The quality of education in village schools is deplorable. Macaulay knew that he only had to produce clerks from colonial India, people who could write in English and Hindi. Today's education department can't achieve even that. Where teachers themselves lack in skills such as good handwriting and diction, it is unlikely for them to inculcate these in their students.

To overcome the shortage of the teaching staff, the legal issues must be resolved and National Livelihood Guarantee Act should be linked with the Right to Education Act 2005. This would enable the livelihood guarantee scheme to produce teachers at the local level just like menial jobs that it creates presently. Such youths appointed by the gram pradhan would, under his supervision, be able to fill up the immediate need for teachers in the primary school.

No one counts the actual academic days available out of 365 given days. Birthdays and death anniversaries of great people are observed as holidays but the parameters for the greatness vary with the changes in the government. Sometimes Kanshiram's birth and death anniversaries are both observed as holidays sometimes none. Suddenly the holidays pop up commemorating the birth of Parashuram and Hazrat Ali, sometimes Nag Panchami holiday is withheld for a couple of years and then resumed. Previously there were a total of 30 holidays, now there are 54. Not even half of days are available for academic activity.

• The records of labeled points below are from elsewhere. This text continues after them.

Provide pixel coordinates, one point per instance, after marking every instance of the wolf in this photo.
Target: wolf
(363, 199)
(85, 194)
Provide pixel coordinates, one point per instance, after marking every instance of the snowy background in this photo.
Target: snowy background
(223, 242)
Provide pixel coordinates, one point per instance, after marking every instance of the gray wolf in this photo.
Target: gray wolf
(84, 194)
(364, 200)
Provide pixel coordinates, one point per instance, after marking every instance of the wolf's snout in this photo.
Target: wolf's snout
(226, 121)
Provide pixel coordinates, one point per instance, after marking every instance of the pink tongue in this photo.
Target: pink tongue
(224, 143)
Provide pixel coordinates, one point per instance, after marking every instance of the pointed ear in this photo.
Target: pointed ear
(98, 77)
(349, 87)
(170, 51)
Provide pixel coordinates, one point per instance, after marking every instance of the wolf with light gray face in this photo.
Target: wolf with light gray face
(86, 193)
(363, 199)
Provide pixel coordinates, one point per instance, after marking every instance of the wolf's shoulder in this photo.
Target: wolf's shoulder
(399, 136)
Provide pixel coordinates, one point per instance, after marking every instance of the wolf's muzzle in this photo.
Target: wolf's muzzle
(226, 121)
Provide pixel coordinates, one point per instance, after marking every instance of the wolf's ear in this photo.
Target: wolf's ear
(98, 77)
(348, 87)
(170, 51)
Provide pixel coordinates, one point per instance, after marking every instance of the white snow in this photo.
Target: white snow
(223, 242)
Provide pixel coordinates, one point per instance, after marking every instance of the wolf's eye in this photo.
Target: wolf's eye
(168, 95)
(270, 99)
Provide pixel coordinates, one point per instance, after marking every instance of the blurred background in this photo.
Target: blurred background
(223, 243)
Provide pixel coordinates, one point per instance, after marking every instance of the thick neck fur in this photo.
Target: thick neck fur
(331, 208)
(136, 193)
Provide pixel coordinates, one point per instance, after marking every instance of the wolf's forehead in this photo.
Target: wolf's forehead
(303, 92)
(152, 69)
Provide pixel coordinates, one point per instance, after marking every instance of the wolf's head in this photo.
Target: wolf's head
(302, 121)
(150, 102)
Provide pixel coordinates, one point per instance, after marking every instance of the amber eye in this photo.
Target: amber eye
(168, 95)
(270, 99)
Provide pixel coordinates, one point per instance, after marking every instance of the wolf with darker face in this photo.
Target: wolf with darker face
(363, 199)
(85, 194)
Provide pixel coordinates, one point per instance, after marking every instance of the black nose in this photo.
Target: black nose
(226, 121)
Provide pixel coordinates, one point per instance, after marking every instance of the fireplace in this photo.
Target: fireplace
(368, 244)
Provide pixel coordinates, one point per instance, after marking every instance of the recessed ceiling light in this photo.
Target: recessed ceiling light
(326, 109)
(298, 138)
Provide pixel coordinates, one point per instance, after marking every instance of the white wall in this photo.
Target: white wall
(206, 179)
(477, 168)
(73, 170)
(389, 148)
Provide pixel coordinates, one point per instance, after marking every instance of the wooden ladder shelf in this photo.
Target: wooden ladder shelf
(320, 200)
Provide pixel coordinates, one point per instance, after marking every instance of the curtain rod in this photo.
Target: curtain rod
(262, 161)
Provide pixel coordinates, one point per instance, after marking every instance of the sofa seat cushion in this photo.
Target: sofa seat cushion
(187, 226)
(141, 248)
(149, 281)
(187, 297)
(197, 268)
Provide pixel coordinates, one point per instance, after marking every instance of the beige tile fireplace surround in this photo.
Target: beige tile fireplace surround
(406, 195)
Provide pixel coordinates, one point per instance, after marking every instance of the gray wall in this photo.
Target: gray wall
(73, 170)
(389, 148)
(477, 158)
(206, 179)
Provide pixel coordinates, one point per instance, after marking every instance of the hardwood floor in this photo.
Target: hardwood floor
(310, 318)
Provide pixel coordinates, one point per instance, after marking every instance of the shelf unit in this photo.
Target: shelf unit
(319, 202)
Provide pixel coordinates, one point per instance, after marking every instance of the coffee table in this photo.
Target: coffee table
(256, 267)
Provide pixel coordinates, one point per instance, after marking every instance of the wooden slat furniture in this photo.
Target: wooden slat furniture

Sometimes it is said that classes V and VIII will have board exams sometimes exams are dropped altogether for these classes. It was once informed that nobody would be failed; now it is being told that students can be failed. It was also said once that the teachers will fetch students from their homes, bathe them and drop them off at home after school. Mid-day meal is sometimes prepared within the school, somewhere else it is sourced from some external agency, sometimes it is talked that dry-fruits and milk would be distributed while many schools end up feeding salt and roti to the kids. How the funds from the World Bank can be appropriated in the name of Sarv Shiksha Abhiyan –is the sole concern.

For the educational reform it is necessary that at each level district school inspector, deputy inspector must function like before to provide intense scrutiny. Currently, we have officials at each level like basic education officer, block education officer, but not inspectors. No reform is possible without the dissolution of the post of Basic Education Officer. This post has become a trading hub for transfers and postings besides of course appointments. The failure to institute a board for teachers' recruitment is also a doing of this racket.

There is one solution -- decentralization of the primary education till the level of panchayat and statutory responsibility to be vested with the pradhans. In order to do this, the pradhans would have to be compulsorily literate. Another option would be for the government to accept that it cannot provide high-end primary education to everyone. The government simply may opt-out of primary education leaving it in private hands because after all even today the parents wish their children to go to private schools.